Un concours unique, inauguré pour la première fois en Moldavie

Institué par l’Organisation Internationale de la Francophonie, en partenariat avec l’Ambassade du Canada, la Délégation Wallonie-Bruxelles, l’Alliance Française de Moldavie, l’Union des Écrivains de Moldavie, la Maison des Savoirs de Chisinau et les Éditions Cartier, le concours s’est déroulé selon des règles strictes, les compositions littéraires étant soigneusement évaluées par un jury composé des représentants de chacun des partenaires.

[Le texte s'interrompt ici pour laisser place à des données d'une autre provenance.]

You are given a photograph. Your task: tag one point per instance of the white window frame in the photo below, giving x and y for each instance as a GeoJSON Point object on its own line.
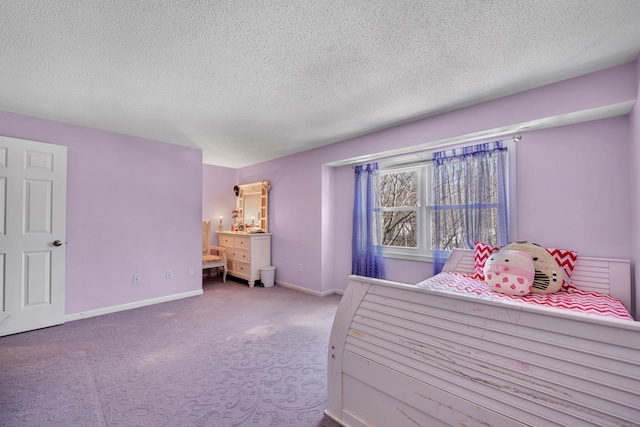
{"type": "Point", "coordinates": [423, 251]}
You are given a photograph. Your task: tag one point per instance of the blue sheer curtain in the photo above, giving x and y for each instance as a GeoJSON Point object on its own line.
{"type": "Point", "coordinates": [470, 199]}
{"type": "Point", "coordinates": [366, 258]}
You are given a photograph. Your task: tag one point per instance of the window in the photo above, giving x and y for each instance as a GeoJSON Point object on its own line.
{"type": "Point", "coordinates": [405, 211]}
{"type": "Point", "coordinates": [407, 207]}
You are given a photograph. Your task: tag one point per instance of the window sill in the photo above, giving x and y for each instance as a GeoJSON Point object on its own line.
{"type": "Point", "coordinates": [408, 257]}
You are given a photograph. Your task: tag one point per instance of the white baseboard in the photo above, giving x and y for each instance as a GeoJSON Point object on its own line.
{"type": "Point", "coordinates": [129, 306]}
{"type": "Point", "coordinates": [309, 291]}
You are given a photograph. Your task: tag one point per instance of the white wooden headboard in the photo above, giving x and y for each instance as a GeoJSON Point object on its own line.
{"type": "Point", "coordinates": [608, 276]}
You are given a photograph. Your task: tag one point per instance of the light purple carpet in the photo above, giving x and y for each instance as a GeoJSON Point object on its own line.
{"type": "Point", "coordinates": [235, 356]}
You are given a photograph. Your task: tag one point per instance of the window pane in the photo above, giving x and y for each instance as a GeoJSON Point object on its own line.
{"type": "Point", "coordinates": [454, 223]}
{"type": "Point", "coordinates": [399, 228]}
{"type": "Point", "coordinates": [399, 189]}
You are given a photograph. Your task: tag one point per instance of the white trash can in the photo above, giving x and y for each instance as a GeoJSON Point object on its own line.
{"type": "Point", "coordinates": [267, 276]}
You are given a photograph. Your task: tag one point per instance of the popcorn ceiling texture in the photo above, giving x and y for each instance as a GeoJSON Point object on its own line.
{"type": "Point", "coordinates": [249, 81]}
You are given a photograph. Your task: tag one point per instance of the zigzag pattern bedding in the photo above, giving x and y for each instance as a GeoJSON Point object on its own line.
{"type": "Point", "coordinates": [569, 298]}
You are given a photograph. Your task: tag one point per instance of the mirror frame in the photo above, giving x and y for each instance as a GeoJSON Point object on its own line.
{"type": "Point", "coordinates": [255, 188]}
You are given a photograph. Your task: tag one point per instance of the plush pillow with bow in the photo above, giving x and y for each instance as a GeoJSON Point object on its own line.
{"type": "Point", "coordinates": [548, 274]}
{"type": "Point", "coordinates": [509, 272]}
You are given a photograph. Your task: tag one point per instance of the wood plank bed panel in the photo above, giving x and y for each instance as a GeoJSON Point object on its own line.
{"type": "Point", "coordinates": [465, 361]}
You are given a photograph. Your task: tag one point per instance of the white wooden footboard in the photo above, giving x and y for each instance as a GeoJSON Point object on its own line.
{"type": "Point", "coordinates": [404, 356]}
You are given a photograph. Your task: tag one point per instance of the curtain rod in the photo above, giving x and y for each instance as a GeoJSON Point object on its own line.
{"type": "Point", "coordinates": [418, 153]}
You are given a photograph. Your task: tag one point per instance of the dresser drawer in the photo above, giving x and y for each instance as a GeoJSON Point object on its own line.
{"type": "Point", "coordinates": [225, 240]}
{"type": "Point", "coordinates": [239, 254]}
{"type": "Point", "coordinates": [241, 242]}
{"type": "Point", "coordinates": [241, 268]}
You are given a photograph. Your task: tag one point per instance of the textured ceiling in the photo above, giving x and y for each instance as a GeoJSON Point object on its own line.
{"type": "Point", "coordinates": [248, 81]}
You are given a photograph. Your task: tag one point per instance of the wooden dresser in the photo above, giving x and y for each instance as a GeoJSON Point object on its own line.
{"type": "Point", "coordinates": [246, 253]}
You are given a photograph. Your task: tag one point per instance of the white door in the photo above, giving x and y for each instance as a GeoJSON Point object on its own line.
{"type": "Point", "coordinates": [33, 192]}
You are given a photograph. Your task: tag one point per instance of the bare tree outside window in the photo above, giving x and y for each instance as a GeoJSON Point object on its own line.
{"type": "Point", "coordinates": [399, 198]}
{"type": "Point", "coordinates": [456, 194]}
{"type": "Point", "coordinates": [408, 213]}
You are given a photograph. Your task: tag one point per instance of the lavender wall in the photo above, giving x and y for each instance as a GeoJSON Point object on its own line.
{"type": "Point", "coordinates": [133, 207]}
{"type": "Point", "coordinates": [591, 157]}
{"type": "Point", "coordinates": [218, 198]}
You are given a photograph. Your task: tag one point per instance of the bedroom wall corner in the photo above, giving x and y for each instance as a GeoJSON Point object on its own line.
{"type": "Point", "coordinates": [634, 136]}
{"type": "Point", "coordinates": [218, 199]}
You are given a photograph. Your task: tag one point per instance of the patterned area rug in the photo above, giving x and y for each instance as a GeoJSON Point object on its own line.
{"type": "Point", "coordinates": [235, 356]}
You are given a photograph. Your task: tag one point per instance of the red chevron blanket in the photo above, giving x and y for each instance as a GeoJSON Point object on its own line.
{"type": "Point", "coordinates": [570, 298]}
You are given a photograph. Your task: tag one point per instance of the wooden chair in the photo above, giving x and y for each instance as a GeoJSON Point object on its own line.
{"type": "Point", "coordinates": [212, 256]}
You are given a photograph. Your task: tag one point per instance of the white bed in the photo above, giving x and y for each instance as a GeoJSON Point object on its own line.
{"type": "Point", "coordinates": [400, 355]}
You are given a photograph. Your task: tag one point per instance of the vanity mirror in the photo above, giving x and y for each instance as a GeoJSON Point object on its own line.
{"type": "Point", "coordinates": [252, 201]}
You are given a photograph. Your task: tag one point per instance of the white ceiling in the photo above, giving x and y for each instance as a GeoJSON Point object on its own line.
{"type": "Point", "coordinates": [248, 81]}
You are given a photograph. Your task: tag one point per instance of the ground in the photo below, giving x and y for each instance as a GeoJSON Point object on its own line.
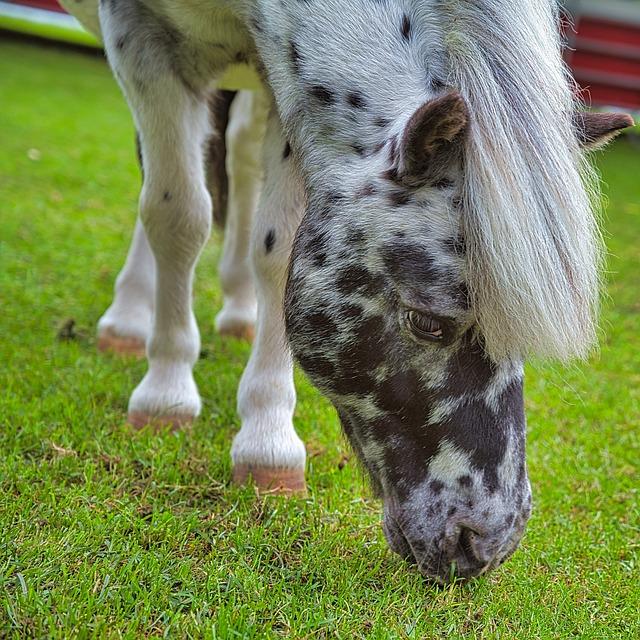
{"type": "Point", "coordinates": [109, 532]}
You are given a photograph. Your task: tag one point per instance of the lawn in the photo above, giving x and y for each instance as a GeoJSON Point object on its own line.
{"type": "Point", "coordinates": [109, 532]}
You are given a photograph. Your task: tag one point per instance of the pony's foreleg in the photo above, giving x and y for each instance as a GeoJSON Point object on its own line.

La gagnante du concours a remporté un chèque de 5000 Lei moldaves

Lors de la cérémonie, les candidats présents se sont vus remettre une attestation de participation, sous les applaudissements bienveillants d’un public amateur de littérature francophone.

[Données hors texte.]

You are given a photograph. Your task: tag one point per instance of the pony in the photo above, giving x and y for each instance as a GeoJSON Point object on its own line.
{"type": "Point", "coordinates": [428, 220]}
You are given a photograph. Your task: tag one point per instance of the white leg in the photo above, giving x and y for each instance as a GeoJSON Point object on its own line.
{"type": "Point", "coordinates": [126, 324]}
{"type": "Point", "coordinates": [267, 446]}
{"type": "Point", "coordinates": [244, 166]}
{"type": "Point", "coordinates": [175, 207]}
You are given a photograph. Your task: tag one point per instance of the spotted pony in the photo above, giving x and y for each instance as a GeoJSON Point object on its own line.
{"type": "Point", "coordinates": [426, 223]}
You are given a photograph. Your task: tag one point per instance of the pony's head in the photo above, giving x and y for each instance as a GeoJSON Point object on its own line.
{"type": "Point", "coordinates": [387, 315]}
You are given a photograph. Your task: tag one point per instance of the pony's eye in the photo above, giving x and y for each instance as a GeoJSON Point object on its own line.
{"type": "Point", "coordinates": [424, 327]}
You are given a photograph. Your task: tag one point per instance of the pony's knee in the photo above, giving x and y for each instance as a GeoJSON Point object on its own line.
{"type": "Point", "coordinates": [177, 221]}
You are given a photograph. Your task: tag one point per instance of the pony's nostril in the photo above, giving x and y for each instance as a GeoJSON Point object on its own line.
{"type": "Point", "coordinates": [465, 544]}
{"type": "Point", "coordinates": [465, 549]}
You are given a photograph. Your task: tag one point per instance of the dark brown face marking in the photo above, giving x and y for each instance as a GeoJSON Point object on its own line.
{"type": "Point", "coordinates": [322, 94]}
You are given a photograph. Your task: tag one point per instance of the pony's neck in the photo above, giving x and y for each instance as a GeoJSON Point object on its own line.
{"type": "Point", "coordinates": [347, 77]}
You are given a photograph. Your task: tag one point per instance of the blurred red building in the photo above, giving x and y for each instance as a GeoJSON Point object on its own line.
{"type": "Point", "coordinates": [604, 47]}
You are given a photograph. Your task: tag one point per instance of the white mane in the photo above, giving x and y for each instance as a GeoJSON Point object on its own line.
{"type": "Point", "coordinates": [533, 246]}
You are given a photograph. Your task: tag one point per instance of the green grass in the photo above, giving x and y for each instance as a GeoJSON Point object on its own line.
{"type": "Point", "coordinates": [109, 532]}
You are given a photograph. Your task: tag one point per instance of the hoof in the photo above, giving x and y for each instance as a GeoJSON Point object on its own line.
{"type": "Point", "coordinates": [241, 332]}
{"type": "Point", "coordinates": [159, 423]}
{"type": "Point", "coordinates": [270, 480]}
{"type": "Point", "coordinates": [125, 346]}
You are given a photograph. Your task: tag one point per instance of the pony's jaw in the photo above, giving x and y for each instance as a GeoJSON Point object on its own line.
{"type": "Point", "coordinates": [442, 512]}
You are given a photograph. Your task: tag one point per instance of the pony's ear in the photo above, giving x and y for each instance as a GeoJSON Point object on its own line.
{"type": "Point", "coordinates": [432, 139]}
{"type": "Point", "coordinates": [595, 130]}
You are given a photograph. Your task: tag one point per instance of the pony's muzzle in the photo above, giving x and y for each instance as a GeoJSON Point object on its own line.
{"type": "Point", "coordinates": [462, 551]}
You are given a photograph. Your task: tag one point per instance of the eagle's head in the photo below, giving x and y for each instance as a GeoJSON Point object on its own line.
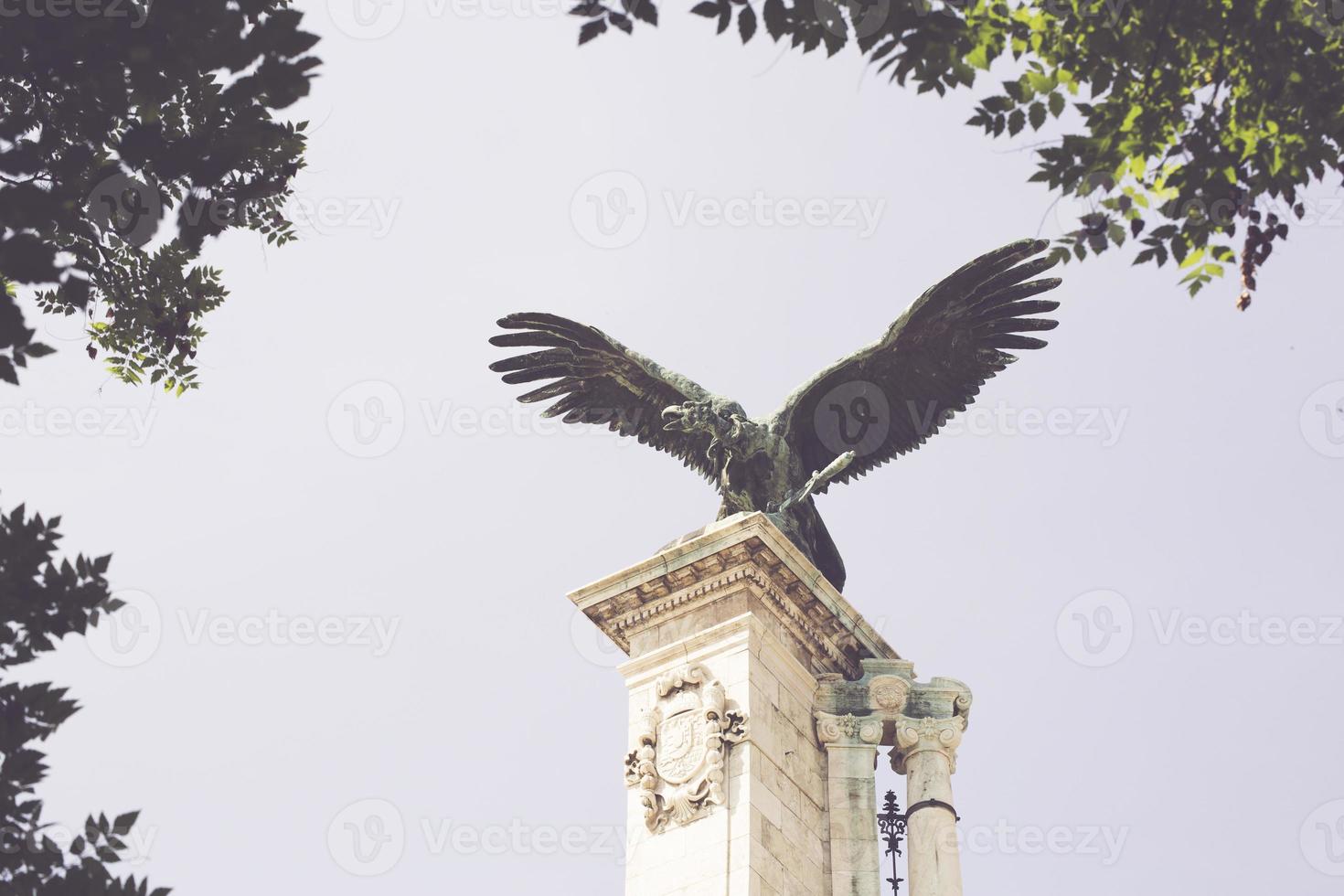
{"type": "Point", "coordinates": [717, 417]}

Le jury a également décerné deux mentions spéciales : la première à Elena Jekui pour son texte intitulé « En quête de dinosaures » et la seconde - à Natalie Chiriac pour son récit « Souvenir de Strasbourg ». La lauréate, quant à elle, Olga Buzu, a remporté un chèque de 5000 Lei pour son œuvre « Destination solitude ». Originaire de Soroca et titulaire d’un master de LEA obtenu à l’Université Lumière Lyon 2, la candidate, aujourd’hui enseignante en traduction à l’Université d’Etat de Moldavie, a pu lire quelques extraits de son récit. Celui-ci a été considéré par le Jury « comme une production littéraire originale, alliant la sensibilité et la maîtrise de l’écriture ».

„Ce ne sont pas les écrivains qui décident de voyager, mais le voyage qui vient à eux !“

Le thème du voyage a permis aux participants de s’exprimer librement, variant les styles adoptés et les sujets évoqués. Si certains ont choisi de s’aventurer dans l’imaginaire, d’autres en revanche ont alimenté leurs récits d’expériences personnelles. Ainsi Natalie Chiriac a-t-elle choisi d’évoquer son expérience vécue à Strasbourg. Pour elle, il faut en effet distinguer le voyage éphémère et touristique d’un voyage plus profond et personnel, celui de la vie.

De gauche à droite : David Bongard, chef de l'OIF auprès de l'APECO, Diana Dumitru, représentante de l'AFM, Olga BUZU, lauréate de l'édition 2011 et Mr Gérard Guillaunneau, Ambassadeur de France en Moldavie.
De gauche à droite : David Bongard, chef de l’OIF auprès de l’APECO, Diana Dumitru, représentante de l’AFM, Olga BUZU, lauréate de l’édition 2011 et Mr Gérard Guillaunneau, Ambassadeur de France en Moldavie.

Dans son récit sur la solitude, Olga Buzu, quant à elle, développait une autre conception du voyage, plus spirituel et philosophique. Dans la petite librairie remplie de livres et devant un public attentif, la lauréate s’exprimait ainsi, résumant la complexité de nos existences : « On perd toujours les personnes deux fois. Lors de leur départ, puis lorsqu’on réalise que l’on ne les a pas suffisamment connues ! »

Avec 220 millions de francophones, la langue française est loin d’être morte

Ceux qui résident en Moldavie l’auront remarqué, l’utilisation du français reste très appréciée des Moldaves. Chaque année, ils sont de plus en plus nombreux à venir s’inscrire à l’Alliance Française afin de perfectionner leur niveau. A l’échelle mondiale et selon le dernier rapport de l’Observatoire de la langue française, le nombre de francophones serait en constante augmentation, notamment en Asie et en Afrique, regroupant à l’heure actuelle 220 millions de personnes réparties sur les cinq continents. Malgré l’universalisation progressive de l’anglais, la langue française, celle du Paris romantique et de Victor Hugo, séduisant par sa mélodie chantante et ses racines latines, semble donc avoir encore un bel avenir devant elle.